The simple answer is "well, democracy stupid!" But of course it's far more complex than that. First, let's look at what we know of the Republic itself.

Ruled from the capital city of Coruscant - which covers an entire planet - the Republic spreads across most of the entire galaxy. Each planet sends a Senator to Coruscant to participate in the Galactic Senate - one representative for each planet, regardless of each planet's racial composition or population (see Ep. 1, Ep. 2). It is not clear whether the Senators are elected or appointed, although there certainly appears to be no galaxy-wide standards for either election or selection. Using Naboo from Episode 1 as an example, Senator Palpatine's position as Senator is never clearly explained.

Further, Senators act only as representatives to the Galactic Senate, and wield little power on their own planets. Again using Naboo from Ep. 1 as an example, Queen Padme Amidala is the head of her planet's state - but all is not well on Naboo. The Gungans, another sentient race who share the planet with their human counterparts, have little contact with the world above their oceans. Their relationship with the Queen is icy at best (Ep. 1), and only outcasts like Jar Jar go above the water, even though it's clear that Gungans do not need to be immersed in water to survive. This fraction of sentient species implies two things: that if there are elections for either Senator or Queen, then the Gungans very likely do not participate in them; and there seems to be no great rush on the part of either the Senate or the Queen of Naboo to include the "other half" of the sentient creatures of their world in policymaking decisions.

The Gungans do have a leader of their own, Boss Nass, and appear to be allowed to rule themselves with some degree of autonomy. But as the end of Episode 1 illustrates, the involvement of the humans on the planet in Galactic affairs does affect the Gungan population when the droid army begins slaughtering them as well. It is this knowledge that finally incites Boss Nass to act against the invading Trade Federation in a battle where many of his species die - but at the end of the film, although Amidala proclaims thanks and friendship, there seems to be no move to grant the Gungans the same rights and status as the other humans. Jar Jars inclusion into the Senator's party as a "Gungan representative" in Ep. 2 seems to take some steps to correct this, but it is still unclear what rights the Gungans have, if any, in their Galactic represenation, even at the end of Ep. 3.

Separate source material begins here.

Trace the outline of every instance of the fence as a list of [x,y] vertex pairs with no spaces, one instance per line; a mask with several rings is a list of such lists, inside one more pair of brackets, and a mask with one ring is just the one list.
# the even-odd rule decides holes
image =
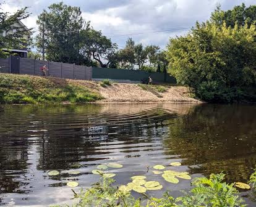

Extrapolating from Naboo, it is reasonable to assume that many other planets across the galaxy have similar racial compositions, and similar situations where some sentient beings do not share the same rights as others. Thus, the first problem with the Republic: it is not a true representative government. By allowing its member planets to disallow certain races or species from policymaking decisions, even when those policymaking decisions would affect those races or species, the Republic is, at best, a form of oligarchy, if not outright racist.